Officers are also receiving more intensive training in the rules of war and international law, the officials said.

Officials said military chief Lt. Gen. Gabi Ashkenazi has ordered the military to consult with its legal advisers in the course of operations, and not just in the planning stage, as was the case with the Gaza war. They spoke on condition of anonymity because they were not authorized to discuss the policy revision with the media.

The Israeli military spokesman’s office had no immediate comment.

The new policy follows a U.N. panel’s conclusion that Israel committed war crimes in connection with the Gaza operation. Both military and political officials have been forced to cancel trips to Britain because of efforts by Palestinian activists to bring them to trial under a war crimes law that breaks down jurisdictional barriers.
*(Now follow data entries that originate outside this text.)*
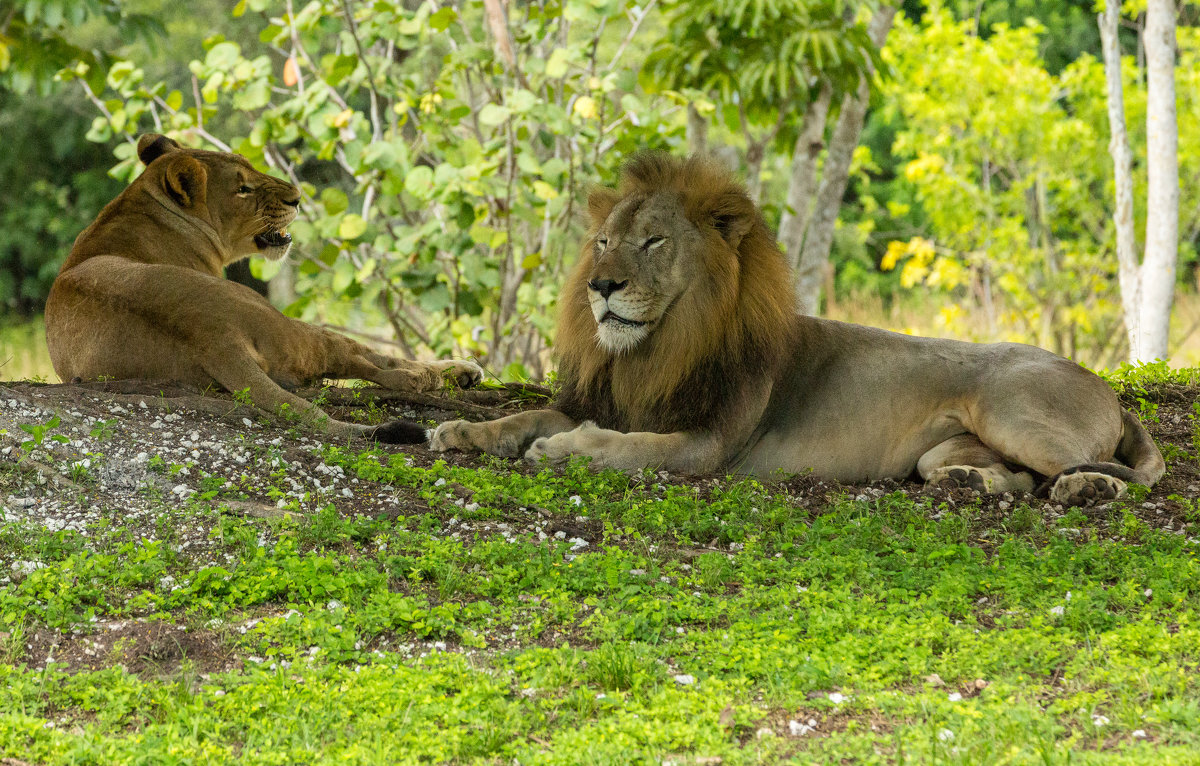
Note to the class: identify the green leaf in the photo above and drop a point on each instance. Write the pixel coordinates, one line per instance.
(419, 181)
(443, 18)
(222, 55)
(493, 114)
(521, 101)
(556, 66)
(352, 226)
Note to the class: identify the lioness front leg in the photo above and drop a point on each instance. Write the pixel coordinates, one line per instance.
(351, 359)
(507, 437)
(679, 452)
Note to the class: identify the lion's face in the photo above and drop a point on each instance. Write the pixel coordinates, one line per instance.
(250, 210)
(643, 259)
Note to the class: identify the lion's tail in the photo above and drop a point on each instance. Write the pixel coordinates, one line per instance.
(1138, 450)
(239, 371)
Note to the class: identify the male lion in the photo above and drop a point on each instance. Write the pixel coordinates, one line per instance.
(681, 348)
(142, 294)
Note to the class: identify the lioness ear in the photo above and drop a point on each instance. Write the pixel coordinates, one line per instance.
(153, 145)
(600, 203)
(733, 216)
(186, 180)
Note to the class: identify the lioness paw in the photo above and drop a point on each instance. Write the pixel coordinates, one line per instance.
(1086, 488)
(587, 440)
(462, 372)
(958, 477)
(550, 447)
(453, 435)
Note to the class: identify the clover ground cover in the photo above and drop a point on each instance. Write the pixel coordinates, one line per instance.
(498, 612)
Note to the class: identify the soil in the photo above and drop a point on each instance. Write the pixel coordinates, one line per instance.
(120, 448)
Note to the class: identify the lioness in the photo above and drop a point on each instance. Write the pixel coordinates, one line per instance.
(142, 294)
(681, 348)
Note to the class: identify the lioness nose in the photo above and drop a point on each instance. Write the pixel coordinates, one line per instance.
(606, 287)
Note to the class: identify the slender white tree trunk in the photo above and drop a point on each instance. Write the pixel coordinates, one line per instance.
(814, 258)
(1147, 289)
(802, 184)
(1128, 271)
(1163, 183)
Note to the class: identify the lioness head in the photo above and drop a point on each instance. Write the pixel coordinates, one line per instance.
(250, 210)
(664, 247)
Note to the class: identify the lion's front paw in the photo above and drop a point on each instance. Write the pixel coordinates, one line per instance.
(489, 437)
(1086, 488)
(586, 440)
(454, 435)
(462, 372)
(553, 448)
(958, 477)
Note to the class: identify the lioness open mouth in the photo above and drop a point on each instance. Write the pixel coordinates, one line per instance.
(271, 238)
(613, 317)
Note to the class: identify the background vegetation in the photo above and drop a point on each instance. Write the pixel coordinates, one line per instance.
(444, 154)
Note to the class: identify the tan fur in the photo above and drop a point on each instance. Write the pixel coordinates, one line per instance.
(681, 349)
(142, 293)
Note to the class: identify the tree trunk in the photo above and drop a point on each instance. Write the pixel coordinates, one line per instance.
(1128, 275)
(755, 154)
(814, 258)
(802, 185)
(1163, 183)
(1147, 289)
(697, 131)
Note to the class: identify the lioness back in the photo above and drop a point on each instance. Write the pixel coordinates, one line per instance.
(142, 294)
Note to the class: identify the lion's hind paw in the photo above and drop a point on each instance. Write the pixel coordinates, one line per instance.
(1086, 488)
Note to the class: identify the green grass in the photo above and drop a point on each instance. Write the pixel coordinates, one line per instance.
(393, 641)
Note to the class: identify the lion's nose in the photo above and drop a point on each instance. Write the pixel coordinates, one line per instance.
(606, 287)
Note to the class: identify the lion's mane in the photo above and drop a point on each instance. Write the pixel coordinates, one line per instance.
(725, 334)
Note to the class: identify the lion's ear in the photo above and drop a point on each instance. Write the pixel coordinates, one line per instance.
(733, 216)
(153, 145)
(600, 203)
(186, 180)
Israel embarked upon the Gaza offensive to stop militants from launching rockets into southern Israel. But the operation drew widespread international criticism over the high Palestinian civilian death toll: Gaza officials and Palestinian human rights groups say more than 900 civilians were killed, out of an overall toll of more than 1,400.

Thirteen Israelis also were killed.

Visiting British Attorney General Patricia Janet Scotland said in a speech at Jerusalem’s Hebrew University on Tuesday that her government was “looking urgently at ways in which the U.K. system might be changed to avoid this situation arising again and is determined that Israel’s leaders should always be able to travel freely to the U.K.”
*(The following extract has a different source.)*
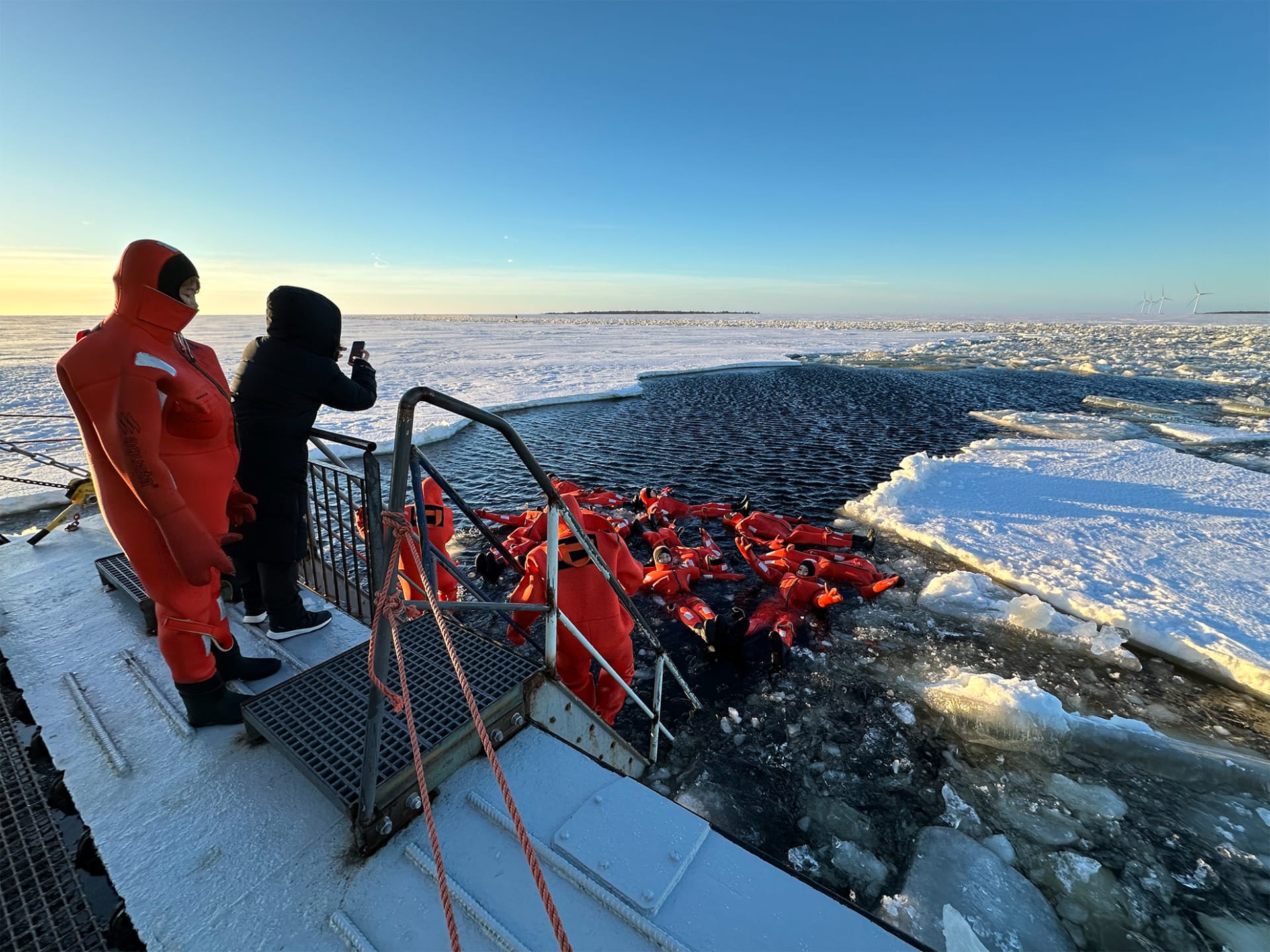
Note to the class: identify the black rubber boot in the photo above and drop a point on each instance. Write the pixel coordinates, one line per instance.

In other news, Israeli defense officials say Barak has received dozens of anonymous death threats since the government decided in November to slow construction in Jewish West Bank settlements.

The slowdown has enraged settlers who fear it will be a first step toward dismantling some settlements as part of a still-elusive peace deal with the Palestinians.

Security officials said the internal security service, or Shin Bet, was investigating the threats and that Barak’s security detail had been reinforced in recent weeks.

Such threats are taken seriously in Israel after Prime Minister Yitzhak Rabin was assassinated in 1995 by a Jewish extremist opposed to his peace moves with the Palestinians.

Prime Minister Benjamin Netanyahu announced the slowdown in late November under pressure from Washington, which hopes to relaunch Israeli-Palestinian peace talks.

But the Palestinians have refused to return to the negotiating table, saying they want Netanyahu to freeze all construction in the West Bank and east Jerusalem and take up negotiations where they broke off under his predecessor.